Officials in the Department of Finance adore the USC, as it is a most agile tax, devoid of many opt-outs or exemptions.

I am reminded of a conversation I had with a top official from the department in mid-2011, a couple of months after the Fine Gael-Labour government had taken office.

“Stop saying the universal social charge is likely to go. It will never go,” he said.

Stunned, I asked why? “We [the department] love it as a tax. It brings in more than €4bn and hoovers up so much from so many, it is easy to apply,” the official told me.

'Most hated tax in history'

Despite the enthusiasm of officials within the Department of Finance for the USC, Fine Gael — led by Enda Kenny and Michael Noonan — set their minds to rid the country of the “most hated tax in history”.

Noonan and Kenny said the USC was essentially the last act of a failed Fianna Fáil government before it was booted from office.

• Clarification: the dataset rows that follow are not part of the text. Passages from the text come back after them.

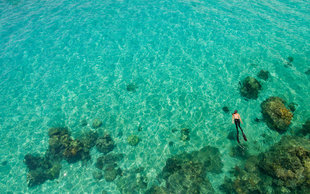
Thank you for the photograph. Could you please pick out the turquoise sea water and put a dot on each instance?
(63, 62)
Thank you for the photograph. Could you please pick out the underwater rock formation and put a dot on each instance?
(276, 115)
(185, 134)
(263, 74)
(108, 160)
(89, 139)
(285, 168)
(288, 162)
(105, 144)
(96, 123)
(131, 87)
(40, 169)
(157, 190)
(250, 88)
(133, 140)
(61, 146)
(225, 109)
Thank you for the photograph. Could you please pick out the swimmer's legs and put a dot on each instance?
(244, 137)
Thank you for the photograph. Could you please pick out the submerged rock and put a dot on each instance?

Yet, 11 years on, most members of that government are no more, but the USC remains.

The hated tax became the battleground for some of the most bitter fights between Fine Gael and Fianna Fáil in the run-up to the 2020 General Election.

During the campaign, Fianna Fáil leader and now Taoiseach Micheál Martin described as “false promises” a pledge by Fine Gael to abolish the USC in the run-up to the 2016 general election.

Martin claimed Fine Gael always knew that abolishing the charge was not going to happen because the money was not there to achieve that. Fine Gael lashed back saying Martin’s comments amounted to “hypocrisy at its worst” given it was his party that introduced it.

Brian Lenihan introduced the universal social charge in 2010.
Brian Lenihan introduced the universal social charge in 2010.

Once together in government, the parties committed no more than there will be no increases in income tax or USC rates. A disappointing development given the earlier hostilities.

Only last month, Finance Minister Paschal Donohoe made the admission that the USC cannot be abolished. He denied that the charge had been introduced as a temporary measure:

I never said it was temporary. It was the integration of two levies. The USC will remain an important part of our tax system.

The charge could not be removed because if that was done it would have to be explained where else they would generate the money it collects every year, he said.

While it may not be popular, Donohoe is reflecting the reality that to abolish the USC may sound easy but is virtually impossible to deliver upon if the current spending priorities are to be maintained.

However, what changes things is the growing unpopularity of Fine Gael, which in truth has its backbenches rattled and worried for their seats. In such a slump, political parties tend to make daft promises which they end up regretting later.

There is also a mounting desire within Fianna Fáil, as the party which introduced it, to abolish it in a bid to make up lost ground electorally.

TDs and senators tell me they would love to eradicate it as increasingly voters are bringing it up with them.

Undoubtedly, the retention of the USC is a stick the opposition parties, especially Sinn Féin, will beat the Government with in the run-up to local and European elections in 2024 and it will be telling as to whether those in charge of the national purse strings — namely Donohoe and Michael McGrath — can withstand such pressure.

Electorally, consigning the USC to the past would undoubtedly positively impact the fortunes of those who have introduced and maintained it.

Given they have essentially given up on housing and health, it may be their only hope of retaining power.

If they do not, the long-suffering electorate will deliver their judgement with relish.